Type A Aortic dissection is a medical emergency with 50% mortality in 30 days in medically treated patients [4]. Most of the death happens during the first two days. Emergency surgery is the treatment of choice. Operative bleeding is a significant concern because of fragile tissues and the use of hypothermia for the surgical repair. Patients on anticoagulation benefit from anticoagulation reversal before the operation which is not currently available in most centers, being recently approved for clinical use only in the USA. Our patient did well despite massive transfusion. However, reviewed published cases of acute aortic dissection on FXa-inhibitors are not encouraging. To our knowledge, this is the first report to survive during the full scope of medication. Three cases have been reported. One patient died of postoperative complications [5]. Other died of cardiac tamponade after an attempt of delayed surgery [6]. The third case who survived had a delayed surgery [2]. However, the later patient went to the operating room after 60 hrs delay with no likely residual effect of the anticoagulant based on the calibrated anti-Xa essay and thromboelastography. Interestingly, the 60 hrs delay is close to the recommended time off FXa-inhibitors before elective cardiac operations, which is to have the last dose three days before the procedure [7]. Hamad et al. [2] have proposed delayed operation for patients on DOAC's and the use of thromboelastometry and drug-specific anti-Xa essay for monitoring drug effect [2]. However, a thorough analysis of risk and benefits of delayed surgery is necessary due to the deadly natural history of aortic dissection.

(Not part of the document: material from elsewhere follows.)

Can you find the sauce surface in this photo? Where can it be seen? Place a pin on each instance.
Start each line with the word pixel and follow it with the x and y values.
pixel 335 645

We attempted the delayed approach in the hope of full clearance of the medication. Recurrent abdominal and chest pain and kidney function deterioration led us to intervene earlier despite an abnormal ROTEM EXTEM value. Our patient developed severe coagulopathy, requiring massive transfusion which may have been reflective of residual DOAC activity despite an anti-Xa value lower than 50 ng/ mL.
Intriguingly, our rivaroxaban-specific anti-Xa test was negative on two occasions. Arguably, the level might have been between 30 ng/ mL and 50 ng/mL, which may have contributed to the coagulopathy in addition to other factors associated with coagulopathy post DHCA. The subcommittee on control of anticoagulation of the International Society on Thrombosis and Haemostasis currently recommend DOAC antidote administration if the level is greater than 50 ng/mL and consideration of antidote if greater than 30 ng/mL if there is a high risk of bleed [3]. Hamad et al. [2] suggest delaying the operation until the rivaroxaban-specific anti-Xa essay and thromboelastography are normal. However, FXa-inhibitor-specific anti-Xa essays have variability and reduced accuracy at upper and lower limits of quantification, misleading interpretation. Thereforethe judicious use of them is warranted until accurate and standardized tests are available [8]. Thromboelastography may be helpful to clarify coagulation abnormalities in those scenarios.
In the case presented, we tried to delay operation, but had to change strategies when faced with the possibility of ongoing dissection and regional hypo perfusion. Surgeons are left to navigate the delicate balance of delaying surgery and massive bleeding. Delayed operation is quite concerning in aortic dissection and may be beneficial only in the seamlessly selected patient. The perioperative teamshould be prepared for severe coagulopathy and the potential consequences of massive transfusions. Until anti-Xa reversal agents are approved for use in all jurisdictions, treating these patients with require a multidisciplinary approach involving input from cardiac anesthesia, cardiac surgery, and thrombosis-specialists to optimize patient outcomes.